Hacker News new | ask | show | jobs
by colinmorelli 391 days ago
For what it's worth this statement is actually not entirely correct anymore. Top-end models today are on par with diagnostic capabilities of physicians on average (across many specialties), and, in some cases, can outperform them when RAG'd in with vetted clinical guidelines (like NIH data, UpToDate, etc)

However, they do have particular types of failure modes that they're more prone to, and this is one of them. So they're imperfect.

1 comments

This is ChatGPT's self assessment. Perhaps you mean a specialized agent with RAG + evals however.

ChatGPT is not reliable for medical diagnosis.

While it can summarize symptoms, explain conditions, or clarify test results using public medical knowledge, it: • Is not a doctor and lacks clinical judgment • May miss serious red flags or hallucinate diagnoses • Doesn’t have access to your medical history, labs, or physical exams • Can’t ask follow-up questions like a real doctor would

Sorry, I should have clarified, but no this is not ChatGPT's self assessment.

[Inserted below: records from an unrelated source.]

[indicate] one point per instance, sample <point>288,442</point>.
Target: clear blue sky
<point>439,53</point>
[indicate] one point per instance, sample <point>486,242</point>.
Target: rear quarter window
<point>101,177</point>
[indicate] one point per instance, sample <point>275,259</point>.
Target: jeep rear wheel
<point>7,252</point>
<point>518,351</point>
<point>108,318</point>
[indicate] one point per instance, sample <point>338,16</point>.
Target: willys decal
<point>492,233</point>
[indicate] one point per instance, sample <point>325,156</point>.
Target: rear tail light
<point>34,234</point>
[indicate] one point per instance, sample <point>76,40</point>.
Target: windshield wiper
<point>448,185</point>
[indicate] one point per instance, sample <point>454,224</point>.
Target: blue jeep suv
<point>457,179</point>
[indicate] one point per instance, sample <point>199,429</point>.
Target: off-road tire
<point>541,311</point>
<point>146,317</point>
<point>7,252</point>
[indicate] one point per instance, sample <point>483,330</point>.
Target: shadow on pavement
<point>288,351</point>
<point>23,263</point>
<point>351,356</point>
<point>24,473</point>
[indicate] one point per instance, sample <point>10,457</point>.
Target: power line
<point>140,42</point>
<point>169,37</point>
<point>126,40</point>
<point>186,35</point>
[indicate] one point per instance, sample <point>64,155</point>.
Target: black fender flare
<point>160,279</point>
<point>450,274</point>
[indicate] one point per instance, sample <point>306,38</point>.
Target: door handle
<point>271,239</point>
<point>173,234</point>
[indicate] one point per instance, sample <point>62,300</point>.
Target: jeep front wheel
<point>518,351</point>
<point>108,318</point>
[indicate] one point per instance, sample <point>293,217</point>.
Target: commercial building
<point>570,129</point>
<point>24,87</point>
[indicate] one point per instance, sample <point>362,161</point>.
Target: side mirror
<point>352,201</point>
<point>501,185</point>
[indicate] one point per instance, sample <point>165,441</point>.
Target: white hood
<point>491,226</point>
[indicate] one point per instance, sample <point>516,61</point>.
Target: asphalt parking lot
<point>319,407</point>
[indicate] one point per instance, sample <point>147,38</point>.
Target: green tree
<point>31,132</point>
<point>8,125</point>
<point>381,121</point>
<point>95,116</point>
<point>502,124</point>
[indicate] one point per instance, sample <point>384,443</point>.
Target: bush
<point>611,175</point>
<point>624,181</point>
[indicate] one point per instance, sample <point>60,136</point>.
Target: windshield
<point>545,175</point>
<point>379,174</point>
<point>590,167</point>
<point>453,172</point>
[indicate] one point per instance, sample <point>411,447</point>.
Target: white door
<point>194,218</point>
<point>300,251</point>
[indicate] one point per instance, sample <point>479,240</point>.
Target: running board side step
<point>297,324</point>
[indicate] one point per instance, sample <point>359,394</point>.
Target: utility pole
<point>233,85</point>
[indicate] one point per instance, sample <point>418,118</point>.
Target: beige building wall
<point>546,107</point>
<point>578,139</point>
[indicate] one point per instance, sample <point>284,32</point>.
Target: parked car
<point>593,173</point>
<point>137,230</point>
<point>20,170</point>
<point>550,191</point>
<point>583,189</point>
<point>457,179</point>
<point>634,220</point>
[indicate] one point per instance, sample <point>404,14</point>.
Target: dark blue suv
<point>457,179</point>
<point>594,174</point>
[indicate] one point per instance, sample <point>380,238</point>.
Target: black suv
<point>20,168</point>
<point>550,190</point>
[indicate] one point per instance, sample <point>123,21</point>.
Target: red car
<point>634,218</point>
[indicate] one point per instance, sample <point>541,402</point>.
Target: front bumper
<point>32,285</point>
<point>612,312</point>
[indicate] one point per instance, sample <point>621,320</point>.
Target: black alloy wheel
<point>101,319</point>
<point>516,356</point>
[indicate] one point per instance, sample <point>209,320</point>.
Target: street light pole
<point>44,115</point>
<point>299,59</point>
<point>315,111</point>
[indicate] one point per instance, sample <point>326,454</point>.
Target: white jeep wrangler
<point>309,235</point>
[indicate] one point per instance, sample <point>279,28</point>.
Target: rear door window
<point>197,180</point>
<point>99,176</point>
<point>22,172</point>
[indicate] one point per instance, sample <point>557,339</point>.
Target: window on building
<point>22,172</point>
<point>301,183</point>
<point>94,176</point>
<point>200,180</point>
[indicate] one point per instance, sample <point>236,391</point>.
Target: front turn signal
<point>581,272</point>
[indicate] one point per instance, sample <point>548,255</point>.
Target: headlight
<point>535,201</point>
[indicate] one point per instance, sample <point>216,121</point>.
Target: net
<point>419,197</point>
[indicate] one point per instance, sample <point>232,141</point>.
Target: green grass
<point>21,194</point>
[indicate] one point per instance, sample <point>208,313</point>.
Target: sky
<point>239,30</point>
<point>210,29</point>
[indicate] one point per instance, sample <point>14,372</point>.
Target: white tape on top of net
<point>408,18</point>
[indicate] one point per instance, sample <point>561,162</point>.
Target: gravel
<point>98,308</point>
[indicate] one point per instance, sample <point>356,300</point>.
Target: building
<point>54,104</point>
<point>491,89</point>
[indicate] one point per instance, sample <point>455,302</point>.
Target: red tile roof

I am suggesting that today's best in class models (Gemini 2.5 Pro and o3, for example), when given the same context that a physician has access to (labs, prior notes, medication history, diagnosis history, etc), and given an appropriate eval loop, can achieve similar diagnostic accuracy.

I am not suggesting that patients turn to ChatGPT for medical diagnosis, or that these tools are made available to patients to self diagnose, or that physicians can or should be replaced by an LLM.

But there absolutely is a role for an LLM to play in diagnostic workflows to support physicians and care teams.